So with no natural rooting interest, will the players still watch?
"I'll watch," said Alec Burks, whose Colorado Buffaloes lost to Illinois in an opening-round game. "I love to see upsets, guys come out of nowhere. It's the beauty of the sport."
Tinsley, though, isn't so high on upsets. He was on the No. 2-seeded Iowa State team that famously lost to little-known Hampton, a 15 seed. This time of year, Tinsley is constantly reminded of that loss thanks to looping highlights, usually of him missing a layup as time expired.
So, when Georgetown lost to a school called Florida Gulf Coast as a two-seed on Friday, it all came back to Tinsley.
"I feel their pain," he said. "And they show my pain, too, so I know their pain a little bit."
Paul Millsap (Louisiana Tech), Jeremy Evans (Western Kentucky), Gordon Hayward (Butler), Randy Foye (Villanova), Earl Watson (UCLA), DeMarre Carroll (Missouri) all saw their team lose before the first weekend.
The Jazz will have about 17 hours from when they arrive in Salt Lake City to get ready for Monday night's game against the Philadelphia 76ers. It's life in the NBA. Monday will mark the 16th of 17 back-to-backs this season. The road-home back-to-back is generally the preferred kind among Jazz players because they get to return home and sleep in their own beds.

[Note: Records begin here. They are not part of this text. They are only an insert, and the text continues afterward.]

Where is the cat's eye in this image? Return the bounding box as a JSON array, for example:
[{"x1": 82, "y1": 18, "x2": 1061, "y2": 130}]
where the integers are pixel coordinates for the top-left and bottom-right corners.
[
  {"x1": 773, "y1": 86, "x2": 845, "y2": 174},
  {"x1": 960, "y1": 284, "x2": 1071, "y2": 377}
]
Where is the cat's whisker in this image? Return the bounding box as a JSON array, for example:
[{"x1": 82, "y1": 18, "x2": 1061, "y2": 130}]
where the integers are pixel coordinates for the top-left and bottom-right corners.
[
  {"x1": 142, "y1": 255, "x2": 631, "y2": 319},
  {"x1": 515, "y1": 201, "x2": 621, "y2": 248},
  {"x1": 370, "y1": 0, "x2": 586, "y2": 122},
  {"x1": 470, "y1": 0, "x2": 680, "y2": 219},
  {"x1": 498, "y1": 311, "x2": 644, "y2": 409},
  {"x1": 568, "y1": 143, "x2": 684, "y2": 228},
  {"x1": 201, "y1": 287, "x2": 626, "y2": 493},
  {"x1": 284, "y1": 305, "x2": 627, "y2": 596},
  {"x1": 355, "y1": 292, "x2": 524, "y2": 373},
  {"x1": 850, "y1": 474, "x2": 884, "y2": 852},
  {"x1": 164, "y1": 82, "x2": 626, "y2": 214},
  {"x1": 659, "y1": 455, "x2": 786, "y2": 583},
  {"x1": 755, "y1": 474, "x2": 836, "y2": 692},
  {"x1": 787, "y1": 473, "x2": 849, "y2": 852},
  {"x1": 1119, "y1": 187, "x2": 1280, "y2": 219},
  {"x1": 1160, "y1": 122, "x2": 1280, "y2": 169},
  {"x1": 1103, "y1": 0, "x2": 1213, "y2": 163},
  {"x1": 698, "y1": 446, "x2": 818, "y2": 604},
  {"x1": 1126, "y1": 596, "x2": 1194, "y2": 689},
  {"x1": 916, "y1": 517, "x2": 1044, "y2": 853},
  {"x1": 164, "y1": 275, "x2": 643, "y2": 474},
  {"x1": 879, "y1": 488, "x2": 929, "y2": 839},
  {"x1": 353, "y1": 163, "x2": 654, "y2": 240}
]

It could explain why, entering Sunday, the Jazz were 0-3 in the first game of road-home back-to-backs, but 2-1 in the games at EnergySolutions Arena.
"They're all difficult," coach Tyrone Corbin said. "But we've been through it enough and know how to manage our bodies through it.
The Jazz will play their final back-to-back Friday and Saturday when they play in Portland and return home to play Deron Williams and the Brooklyn Nets.
That situation is more challenging, Hayward said, "because you lose the time" flying from the Pacific time zone back to Mountain.
"It's tough on you physically," he said, "tough on you mentally."